IL y avait une fois un riche qui donnait depuis longtemps du travail à un pauvre.
- Il faut que je te récompense de quelque chose, dit un jour le riche ; dis-moi ce que tu voudrais avoir.
- Eh bien ! mon bon monsieur, si vous vouliez m'acheter une vaquette (une petite vache), cela m'arrangerait très bien.
La vache fut achetée et donnée au pauvre. Trois jours après le riche va visiter ses clos. Il trouve le garçon du pauvre qui y faisait paître sa vache. Ne le voilà pas content.
- Si j'ai donné une vache à ton père, lui dit-il, ce n'est pas pour que tu la fasses paître dans mes clos. Retire-toi et n'y reviens plus.
Huit jours après, le riche retrouve encore la vache dans son clos, toujours gardée par le même petit garçon.
- Cette fois, lui dit-il, je ne te ferai point de grâce. J'irai demain tuer ton père pour le punir de cette insolence.
Le lendemain il alla, en effet, chez le pauvre, décidé à le tuer ! Mais le pauvre était rusé ; il avait tué son cochon, puis il avait barbouillé sa femme de sang et l'avait fait coucher dans son lit.
Le riche, en entrant chez le pauvre, voit le sang répandu, le lit souillé de sang et la femme couchée dedans et immobile.
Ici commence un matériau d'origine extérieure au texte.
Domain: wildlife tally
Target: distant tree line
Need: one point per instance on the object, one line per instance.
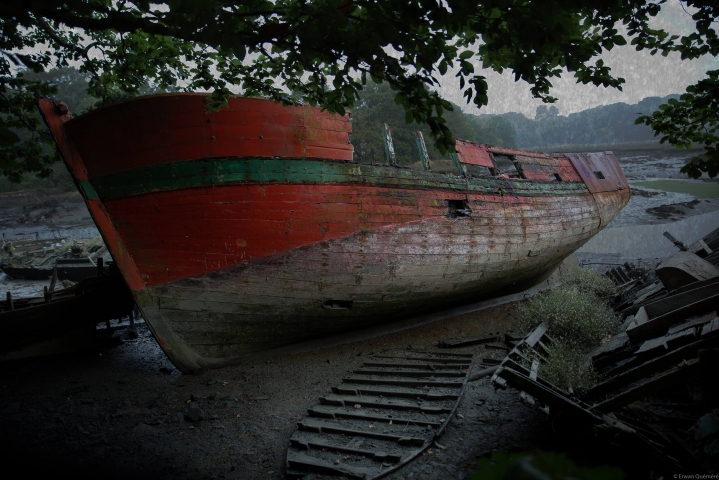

- Tiens ! lui dit-il, tu as tué ta femme ?
- Oui ; elle était si méchante que j'ai voulu la punir. Je l'ai tuée pour trois jours ; elle ressuscitera le quatrième.
- Elle ressuscitera ? Ah bien ! je vais tuer la mienne pour trois jours aussi ; ça lui apprendra à me faire enrager.
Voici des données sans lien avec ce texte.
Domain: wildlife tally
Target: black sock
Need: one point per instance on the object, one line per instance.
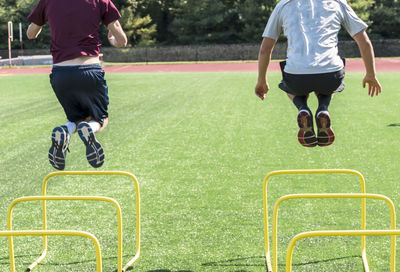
(323, 102)
(301, 103)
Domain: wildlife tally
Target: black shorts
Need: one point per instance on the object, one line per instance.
(82, 91)
(303, 84)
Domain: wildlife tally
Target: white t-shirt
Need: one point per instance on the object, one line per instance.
(312, 27)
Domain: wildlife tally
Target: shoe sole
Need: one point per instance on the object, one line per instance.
(94, 150)
(306, 134)
(325, 136)
(56, 155)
Il n'en fait ni une ni deux, il rentre chez lui et tue sa femme.
Trois jours après, il revient chez le pauvre.
- Tu m'as dit que tu avais tué ta femme pour trois jours, et je vois qu'en effet elle est ressuscitée. J'ai tué la mienne pour trois jours aussi et elle ne ressuscite pas.
- C'est que vous ne vous y êtes pas bien pris. Qu'avez-vous fait pour la ressusciter ?
- Rien. J'ai tâché de la réveiller, et elle ne bouge pas.
- Ce n'est pas comme cela qu'il fallait faire. Pour moi, j'ai une corne tout exprès pour ça. J'ai soufflé avec au cul de ma femme. Elle se porte à merveille, comme vous voyez, et elle est corrigée.
- Combien veux-tu me vendre ta corne ?
- Cent écus.
- Les voici ; donne-la moi.
Le pauvre donne la corne. Le richard retourne chez lui et fait l'opération indiquée. La bonne femme continue à ne pas bouger.
Désappointé, il retourne chez le pauvre et le trouve frappant à coups de fouet sur une marmite, qui bout à gros bouillons.
- Qu'est-ce que tu fais là ?
- Vous voyez, je fais bouillir ma marmite.
- A coups de fouet ?
- Oui. Quand on est pauvre, on économise autant qu'on peut.
- Et ta marmite bout comme ça sans feu, sans bois ?
- Vous voyez.
- Et tu prends pour cela le premier fouet venu ?
- Ah ! mais non. Il n'y a que le fouet que vous voyez qui ait cette vertu.
- Combien veux-tu me le vendre, ton fouet ?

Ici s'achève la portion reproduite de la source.